Let’s start small.  The spiraling rungs on diagrams of a DNA (deoxyribonucleic acid) molecule are each marked with two of four specific letters: A, C, G, and T.  The four DNA letters stand for the four nucleotides—Adenine, Cytosine, Guanine, and Thymine—that make up DNA. Like the letters of the full alphabet, these letters–or rather the four molecules they indicate–are the smallest building blocks of their language.

codons
moodle.clsd.k12.pa.us

In DNA, combinations of the letters for the four nucleotides make up the three-letter codons that are DNA’s version of words. Each three-letter codon/word specifies one amino acid. And most codons are “synonyms” in that several different codons refer to the same amino acid because there are many more codons than there are amino acids. The codons are “read” by a ribosome, a cellular reader/assembly-machine that produces the required amino acid and attaches it to the chain of amino acids that will form a protein.

Groups of these codons make up a gene, much as words make up a sentence. The genes/sentences are long because most proteins are complex; human proteins consist of anywhere from several hundred to several thousand amino acid molecules.  The gene/sentence for red hair says something like “Put this together with that and that and that….”

Genes also include a codon at the start that says “Start the gene here” and another at the end that says “Stop here; gene complete.” Within the gene, however, no actual spaces separate the codons, but since all codons are triplets, it’s always clear where codons themselves begin and end.  (We leave spaces between words when we write, but we didn’t always. Writing in the ancient world often lacked such spaces. As long as one could read slowly and figurethewordsoutspacesweren’tessential.)

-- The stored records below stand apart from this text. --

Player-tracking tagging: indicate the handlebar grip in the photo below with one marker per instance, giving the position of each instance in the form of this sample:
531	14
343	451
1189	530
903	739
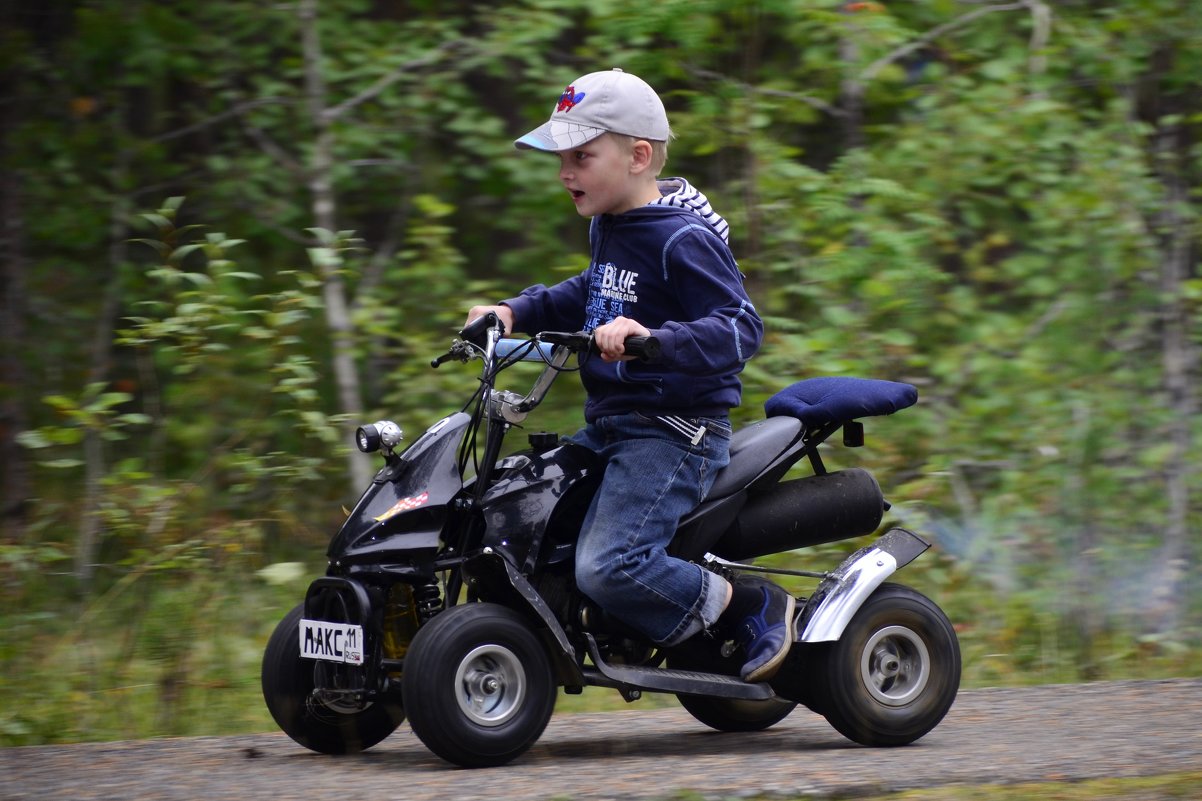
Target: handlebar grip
646	348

chromosome (mayoclinic.org)
mayoclinic.org

So, to recap.  The four nucleotides are basic components much like the letters of our alphabet. Groups of three nucleotides spell out codons that can be thought of as words, which in this case are actual amino acid molecules.  And a sequence of codons/amino acids forms a gene that resembles a sentence in a protein recipe for some aspect of the organism.

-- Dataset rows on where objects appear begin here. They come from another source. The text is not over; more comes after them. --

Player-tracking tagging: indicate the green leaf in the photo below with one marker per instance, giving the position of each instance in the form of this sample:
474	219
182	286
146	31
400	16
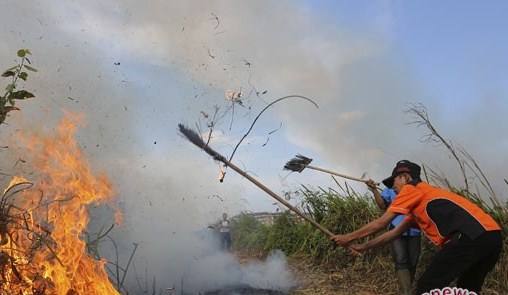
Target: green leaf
10	87
30	68
22	94
23	76
8	74
9	109
21	53
14	67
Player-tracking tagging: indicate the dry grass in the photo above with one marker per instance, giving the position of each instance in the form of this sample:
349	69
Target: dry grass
360	279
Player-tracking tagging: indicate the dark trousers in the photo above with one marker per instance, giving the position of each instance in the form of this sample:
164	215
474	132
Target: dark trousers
465	259
225	241
406	252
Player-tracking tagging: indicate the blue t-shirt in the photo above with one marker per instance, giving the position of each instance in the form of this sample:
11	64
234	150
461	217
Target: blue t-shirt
388	195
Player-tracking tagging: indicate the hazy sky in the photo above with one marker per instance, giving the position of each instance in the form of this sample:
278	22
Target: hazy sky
135	69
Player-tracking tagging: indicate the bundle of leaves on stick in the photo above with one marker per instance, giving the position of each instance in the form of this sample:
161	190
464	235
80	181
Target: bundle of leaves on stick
299	163
193	137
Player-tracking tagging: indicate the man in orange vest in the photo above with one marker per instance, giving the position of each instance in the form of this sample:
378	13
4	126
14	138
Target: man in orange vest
469	239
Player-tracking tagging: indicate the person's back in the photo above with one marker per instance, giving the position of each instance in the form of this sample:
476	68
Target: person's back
224	233
441	213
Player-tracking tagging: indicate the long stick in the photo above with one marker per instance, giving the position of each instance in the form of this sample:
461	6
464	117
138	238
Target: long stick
193	137
335	173
278	198
300	162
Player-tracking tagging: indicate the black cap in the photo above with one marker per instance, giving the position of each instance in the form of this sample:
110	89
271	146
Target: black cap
403	166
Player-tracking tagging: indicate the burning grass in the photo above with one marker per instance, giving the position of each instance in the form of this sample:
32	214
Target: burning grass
43	224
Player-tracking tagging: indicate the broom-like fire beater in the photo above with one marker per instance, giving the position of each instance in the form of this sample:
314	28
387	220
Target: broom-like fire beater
299	163
193	137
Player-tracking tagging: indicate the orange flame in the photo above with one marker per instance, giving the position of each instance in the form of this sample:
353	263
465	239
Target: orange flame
43	228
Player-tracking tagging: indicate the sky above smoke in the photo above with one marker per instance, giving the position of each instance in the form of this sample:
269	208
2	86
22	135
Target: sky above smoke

Finally there are chromosomes and genomes.

A molecule of DNA is very long, a continuous strand of anywhere from a couple of hundred to more than a thousand genes, many of them about related aspects of the organism. Each DNA molecule is called a chromosome which, because its genes concern similar aspects of the body, can be compared to a chapter in a book.  But it is a strange book in that each chapter appears twice, in anticipation of the day when the molecule/chapter reproduces itself. Each human cell contain 23 such paired chromosomes, duplicate copies of the assembly instructions for an entire human being. Only the chromosome pair that determines sex contains chromosomes that are different from each other about half the time: females have two identical female chromosomes while males carry one female and one male chromosome.

Finally, our genome is like the book itself, the totality of all our genes on all our chromosomes. The book might be called Me And Us. Your genome book is almost exactly like mine except for about one tenth of one percent of our 20,000 genes that are different. That’s similar to two copies of the same long book that differ only in a few sentences.

Simplified though the comparison is, it’s startling what genetics and written language have in common. Keep in mind that writing is a recent human invention while DNA and other units of genetics have been forming life for almost four billion years ago. Yet both are composed of the smallest building blocks, then the groupings created from the building blocks, then the meaningful statements/instructions/recipes coded in the groupings, and finally the conversion of the code into organic construction/action/speech.